If, while he was growing up, Billy had hung around with the other guys his age on the block, he might have partly redeemed himself in her eyes. But, for the most part, he was a loner. Emily never knew Billy was physically unable to tolerate the ‘rough and tumble’ of childhood play. Being the smallest and weakest around, he was invariably a victim. Only when playing ‘It’ did Billy excel. Being light weight, he could out-run everyone else. Going to different high schools, Emily never knew Billy was later a track star.

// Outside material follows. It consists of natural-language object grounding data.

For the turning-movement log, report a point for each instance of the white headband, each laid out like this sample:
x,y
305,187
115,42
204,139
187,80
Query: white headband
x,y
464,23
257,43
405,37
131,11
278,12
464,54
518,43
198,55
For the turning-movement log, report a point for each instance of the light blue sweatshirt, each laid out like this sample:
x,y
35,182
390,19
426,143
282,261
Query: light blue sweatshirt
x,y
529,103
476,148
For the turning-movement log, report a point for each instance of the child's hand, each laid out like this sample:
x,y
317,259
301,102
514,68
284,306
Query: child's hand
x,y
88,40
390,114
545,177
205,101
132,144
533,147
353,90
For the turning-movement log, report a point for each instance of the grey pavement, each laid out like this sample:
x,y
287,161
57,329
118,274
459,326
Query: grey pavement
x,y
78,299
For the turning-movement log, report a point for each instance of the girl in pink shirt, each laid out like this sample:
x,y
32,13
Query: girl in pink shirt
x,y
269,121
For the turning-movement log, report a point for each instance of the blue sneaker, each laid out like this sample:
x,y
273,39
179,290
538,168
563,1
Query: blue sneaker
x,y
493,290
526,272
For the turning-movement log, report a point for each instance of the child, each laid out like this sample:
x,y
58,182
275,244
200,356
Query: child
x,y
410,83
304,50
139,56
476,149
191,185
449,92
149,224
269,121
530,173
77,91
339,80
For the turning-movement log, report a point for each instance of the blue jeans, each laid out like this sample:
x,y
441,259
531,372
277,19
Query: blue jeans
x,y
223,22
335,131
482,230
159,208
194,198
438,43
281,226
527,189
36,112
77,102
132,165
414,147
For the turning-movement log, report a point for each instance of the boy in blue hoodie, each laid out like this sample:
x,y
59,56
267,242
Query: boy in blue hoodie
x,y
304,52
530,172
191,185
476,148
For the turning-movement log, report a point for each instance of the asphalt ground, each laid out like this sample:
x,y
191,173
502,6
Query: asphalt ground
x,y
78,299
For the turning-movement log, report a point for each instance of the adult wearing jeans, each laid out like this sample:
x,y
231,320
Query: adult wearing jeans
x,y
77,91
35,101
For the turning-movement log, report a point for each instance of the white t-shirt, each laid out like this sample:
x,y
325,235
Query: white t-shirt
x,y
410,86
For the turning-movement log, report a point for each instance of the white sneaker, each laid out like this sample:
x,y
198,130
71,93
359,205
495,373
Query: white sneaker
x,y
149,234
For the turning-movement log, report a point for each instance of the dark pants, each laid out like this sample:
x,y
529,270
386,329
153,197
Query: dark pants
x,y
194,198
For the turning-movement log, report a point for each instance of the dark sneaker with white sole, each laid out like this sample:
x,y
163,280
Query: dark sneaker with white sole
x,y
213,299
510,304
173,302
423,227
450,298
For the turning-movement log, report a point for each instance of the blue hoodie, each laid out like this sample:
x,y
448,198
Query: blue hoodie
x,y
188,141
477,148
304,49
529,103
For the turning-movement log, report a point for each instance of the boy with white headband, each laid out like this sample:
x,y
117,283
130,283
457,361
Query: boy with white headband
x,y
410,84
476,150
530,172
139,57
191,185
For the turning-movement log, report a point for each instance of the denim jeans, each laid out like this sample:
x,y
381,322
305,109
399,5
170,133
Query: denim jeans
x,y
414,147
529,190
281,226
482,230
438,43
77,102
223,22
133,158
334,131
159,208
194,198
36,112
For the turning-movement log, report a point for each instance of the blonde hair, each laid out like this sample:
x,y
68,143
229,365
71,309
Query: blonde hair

Two days after he returned from three years in the Marines, Billy’s mother invited Emily and other neighbors to a ‘Welcome Home’ party. Emily had seen him only fleetingly in almost four years. If Billy was virtually the same at eighteen as he was at eight, she had no reason to believe he would be any different at twenty-four. But he was. And his mother’s referral to him as Bill should have been the tip-off.

On the evening of the dinner, Emily, for some unexplainable reason, decided to wear a touch of lipstick and a hint or rouge. In the back of her closet, she found a colorful dress and a pair of high Lucite heel shoes she hadn’t worn in years. Pleased when she looked at herself in the mirror after dressing, Emily added a relaxed smile.

What followed was one of life’s classic scenarios. From the very first, Bill and Emily made frequent eye contact. He immediately saw she had become an attractive woman. She, in turn, quickly realized he was not the short ungainly teenager she remembered. It was if the Marines had transformed him into a handsome and husky adult male: one whose neck, arms and chest were muscular; whose eyes were bright and shining, and who sat very erect yet relaxed on his chair. Even his teeth were straight. All this had happened, it seemed, through discipline and training. Even his smile was broad and confident. So was his conversation.

When Emily was leaving, Bill asked her if she’d go to Dimple’s Tavern with him the following evening for a drink, then on to a movie. He had a broad smile on his face. Without a moment’s hesitation, Emily said yes and kissed him on the cheek as he slowly closed the door. It contained infinitely more possibilities than a grown woman normally communicates to a next door neighbor just home from the war.